AstraZeneca has started construction a €30 million tablet manufacturing plant in Egypt that could form a springboard for an expansion into emerging markets.
The new facility, which is expected to start production early in 2007, is designed to manufacture products for the treatment of cardiovascular disease, cancer and psychiatric disorders.
AstraZeneca said the decision to press ahead with the plant was helped in part by Egypt's decision to adopt the World Trade Organisation's TRIPS (Trade-related Intellectual Property) agreement protecting intellectual property rights from 1 January 2005.
The 7,000 square metre plant will have three production lines with a capacity of 250 million tablets but this could be expanded to produce 400 million tablets a year.

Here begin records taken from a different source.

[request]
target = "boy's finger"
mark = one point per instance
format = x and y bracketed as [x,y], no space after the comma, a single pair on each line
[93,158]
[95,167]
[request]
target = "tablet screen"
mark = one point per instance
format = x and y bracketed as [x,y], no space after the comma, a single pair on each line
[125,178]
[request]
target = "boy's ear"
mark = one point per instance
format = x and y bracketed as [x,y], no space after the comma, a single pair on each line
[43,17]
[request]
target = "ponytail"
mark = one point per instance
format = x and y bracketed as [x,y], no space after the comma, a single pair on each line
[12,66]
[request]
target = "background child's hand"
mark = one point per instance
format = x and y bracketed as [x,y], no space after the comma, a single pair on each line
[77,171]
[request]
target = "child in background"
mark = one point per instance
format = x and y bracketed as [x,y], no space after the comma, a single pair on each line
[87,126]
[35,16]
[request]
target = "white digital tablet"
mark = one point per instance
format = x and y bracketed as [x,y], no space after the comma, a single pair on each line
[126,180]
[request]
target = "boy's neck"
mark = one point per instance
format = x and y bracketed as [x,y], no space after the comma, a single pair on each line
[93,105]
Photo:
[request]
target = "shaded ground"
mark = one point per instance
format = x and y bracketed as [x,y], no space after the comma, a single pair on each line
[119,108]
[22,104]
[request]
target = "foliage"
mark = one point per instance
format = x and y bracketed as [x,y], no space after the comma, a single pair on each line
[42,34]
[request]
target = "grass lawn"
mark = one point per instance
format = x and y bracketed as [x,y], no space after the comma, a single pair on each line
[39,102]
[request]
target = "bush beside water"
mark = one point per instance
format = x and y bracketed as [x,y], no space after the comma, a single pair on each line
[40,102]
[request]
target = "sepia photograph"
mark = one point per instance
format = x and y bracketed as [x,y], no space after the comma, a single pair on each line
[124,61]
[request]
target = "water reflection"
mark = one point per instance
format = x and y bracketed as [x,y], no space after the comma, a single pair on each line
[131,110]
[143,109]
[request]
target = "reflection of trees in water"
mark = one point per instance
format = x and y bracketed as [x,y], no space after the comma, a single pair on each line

Initially, the tablets will supply the local Egyptian market with the possibility that the plant may also export to neighbouring countries in the future.
AstraZeneca said it has identified Egypt as one of the key emerging markets for further development, together with such countries as China and Mexico, as part of its regional expansion strategy.
Bruno Angelici, AstraZeneca's executive vice president for international sales and marketing, said that the value of the Egyptian pharmaceutical market is around $1 billion (€750m) annually. Multinational companies supply around 65 per cent of the market through direct local manufacturing (30 per cent) or through licensing agreements (35 per cent).
Employment at AstraZeneca Egypt is expected to grow from its current 160-strong workforce to 300 employees when the factory opens.